19. The first reason given is that a witness statement from the appellant's mother, her cousin, and the person who delivered the documents to the appellant, would have added weight to the reliability of the documents. The second reason is that the appellant had last seen his father about four years ago, and had not explained why he was not able to produce more up-to-date photographs showing him with his father (for example in or about 2008). The photographs which he had produced were old, and it was difficult to be certain that the boy in the photographs was the appellant or that the man in the photographs was the same man who appeared in other photographs. He had not produced any documentary evidence to substantiate his claim that the photograph of the person on the membership card was a photograph of his father.
20. Thirdly, the nine photographs which the appellant submitted showing various men in different unknown locations holding weapons did not show that his father was amongst them, or that he was a member of a militant group. The judge referred to background evidence and the Country of Origin Information Report for Afghanistan dated 15 January 2013 at paragraph 12.38. This stated that the massive inflow of weapons during nearly three decades of continuous conflict had left Afghanistan awash with small arms, and the estimates suggested that every adult male in rural areas possessed or had access to a weapon.
21. Fourthly, the judge noted the letter and membership card did not refer to the appellant's father's family, whereas the appellant's passport and his certificates of education all quoted the family name of K.
22. Fifthly, the appellant relied on a copy of the Daily (Shahadat) newspaper dated 13 September 2012, which had been downloaded from the internet, as containing a photograph of his father attending a funeral or memorial service at which various named people had given speeches in the grieving commemoration of the late Dr Hanif, the former chief of the military committee of the Hizb-e-Islami. It is not clear whether Dr Hanif was part of the breakaway Hikmatyaar faction, and the point made by the judge was that his father was not named in the caption accompanying the photographs and so it was difficult to be sure that the person indicated in the various photographs was the appellant's father as claimed by the appellant.
23. Finally, at paragraph [51] the judge referred to what the appellant had said in his interview when applying for a student visa.
24. I consider that cumulatively the judge gave adequate reasons for reaching the conclusions stated in paragraph [52], but insofar as she had not at that stage considered all the evidence provided by the appellant in the round, there was no prejudice to the appellant as the remaining pieces of evidence that she went on to consider after paragraph [52] only served to reinforce the findings made at paragraph [52]. So there was a lawful basis upon which the judge could proceed to consider future risk, internal flight and sufficiency of protection, and no error of law is made out.

Notice of Decision

The decision of the First-tier Tribunal does not contain an error of law, and accordingly the decision stands. This appeal to the Upper Tribunal is dismissed.

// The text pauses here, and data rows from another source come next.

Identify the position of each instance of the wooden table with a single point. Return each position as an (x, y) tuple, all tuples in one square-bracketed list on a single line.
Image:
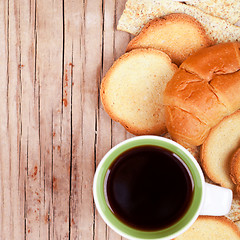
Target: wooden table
[(53, 129)]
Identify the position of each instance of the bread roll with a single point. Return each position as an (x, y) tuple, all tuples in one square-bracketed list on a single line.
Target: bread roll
[(203, 91)]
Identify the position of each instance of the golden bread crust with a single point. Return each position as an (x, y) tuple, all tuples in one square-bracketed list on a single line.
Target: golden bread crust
[(171, 35), (206, 86), (131, 91), (218, 149), (235, 167), (211, 228)]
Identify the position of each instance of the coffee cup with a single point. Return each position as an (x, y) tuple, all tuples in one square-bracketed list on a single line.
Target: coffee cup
[(150, 187)]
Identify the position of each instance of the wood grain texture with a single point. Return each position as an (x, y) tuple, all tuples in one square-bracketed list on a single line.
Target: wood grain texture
[(53, 128)]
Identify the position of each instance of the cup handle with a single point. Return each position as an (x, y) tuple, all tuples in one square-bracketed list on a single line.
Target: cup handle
[(217, 201)]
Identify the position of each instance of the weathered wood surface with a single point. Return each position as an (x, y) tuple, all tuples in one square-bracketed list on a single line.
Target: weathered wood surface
[(53, 129)]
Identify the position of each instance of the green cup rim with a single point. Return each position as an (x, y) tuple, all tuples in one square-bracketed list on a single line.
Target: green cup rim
[(170, 232)]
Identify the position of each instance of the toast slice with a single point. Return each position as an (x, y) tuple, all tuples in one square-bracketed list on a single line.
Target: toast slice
[(226, 9), (172, 34), (139, 12), (131, 91), (211, 228), (218, 149)]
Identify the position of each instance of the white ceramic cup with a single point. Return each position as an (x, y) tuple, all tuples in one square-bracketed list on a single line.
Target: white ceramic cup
[(207, 199)]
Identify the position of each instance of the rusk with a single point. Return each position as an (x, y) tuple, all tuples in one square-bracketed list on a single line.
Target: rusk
[(218, 150), (172, 34), (211, 228), (226, 9), (235, 170), (131, 92), (139, 12)]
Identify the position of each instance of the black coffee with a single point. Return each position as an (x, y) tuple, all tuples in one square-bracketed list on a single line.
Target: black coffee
[(148, 188)]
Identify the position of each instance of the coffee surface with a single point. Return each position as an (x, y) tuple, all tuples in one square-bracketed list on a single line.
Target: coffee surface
[(148, 188)]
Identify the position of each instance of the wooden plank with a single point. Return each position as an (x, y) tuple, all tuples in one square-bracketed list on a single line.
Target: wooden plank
[(87, 35), (5, 193), (29, 150)]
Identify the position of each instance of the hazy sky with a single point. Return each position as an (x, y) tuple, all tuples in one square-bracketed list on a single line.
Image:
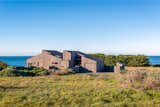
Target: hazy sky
[(109, 26)]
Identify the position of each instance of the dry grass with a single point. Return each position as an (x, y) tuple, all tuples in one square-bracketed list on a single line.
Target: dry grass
[(79, 90), (143, 68)]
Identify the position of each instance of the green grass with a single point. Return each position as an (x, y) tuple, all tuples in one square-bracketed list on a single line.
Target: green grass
[(79, 90)]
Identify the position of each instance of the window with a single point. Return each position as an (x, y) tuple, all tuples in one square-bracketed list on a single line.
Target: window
[(54, 62)]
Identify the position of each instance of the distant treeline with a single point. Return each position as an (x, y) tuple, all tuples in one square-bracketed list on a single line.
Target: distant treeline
[(128, 60)]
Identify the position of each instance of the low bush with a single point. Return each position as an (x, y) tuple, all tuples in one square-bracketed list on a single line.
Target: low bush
[(12, 71), (128, 60), (140, 80), (3, 65)]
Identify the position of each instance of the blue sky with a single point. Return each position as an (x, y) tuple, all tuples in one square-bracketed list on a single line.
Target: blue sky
[(108, 26)]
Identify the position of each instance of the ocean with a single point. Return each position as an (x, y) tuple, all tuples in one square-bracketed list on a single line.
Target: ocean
[(21, 60)]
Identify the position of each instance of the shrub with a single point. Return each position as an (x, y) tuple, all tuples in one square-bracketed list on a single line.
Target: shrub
[(3, 65), (9, 71), (139, 80), (128, 60), (12, 71)]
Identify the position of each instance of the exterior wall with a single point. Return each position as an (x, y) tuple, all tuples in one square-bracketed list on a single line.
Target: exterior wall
[(44, 60), (47, 60), (70, 57), (89, 64)]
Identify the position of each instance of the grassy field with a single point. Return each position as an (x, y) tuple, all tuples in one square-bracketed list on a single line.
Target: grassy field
[(79, 90)]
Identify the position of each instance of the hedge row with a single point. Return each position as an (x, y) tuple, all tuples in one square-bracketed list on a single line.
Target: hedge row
[(128, 60)]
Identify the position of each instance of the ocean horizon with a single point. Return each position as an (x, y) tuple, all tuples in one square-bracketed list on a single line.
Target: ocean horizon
[(21, 60)]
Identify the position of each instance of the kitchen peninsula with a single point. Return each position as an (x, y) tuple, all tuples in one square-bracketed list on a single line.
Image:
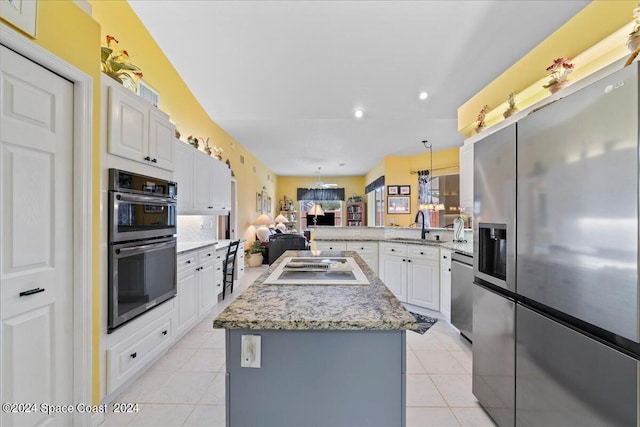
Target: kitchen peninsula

Direction Regarding Anonymity - Rule 14 of the Tribunal Procedure (Upper Tribunal) Rules 2008

Unless and until a Tribunal or court directs otherwise, the appellant is granted anonymity. No report of these proceedings shall directly or indirectly identify him or any member of their family. This direction applies both to the appellant and to the respondent. Failure to comply with this direction could lead to contempt of court proceedings.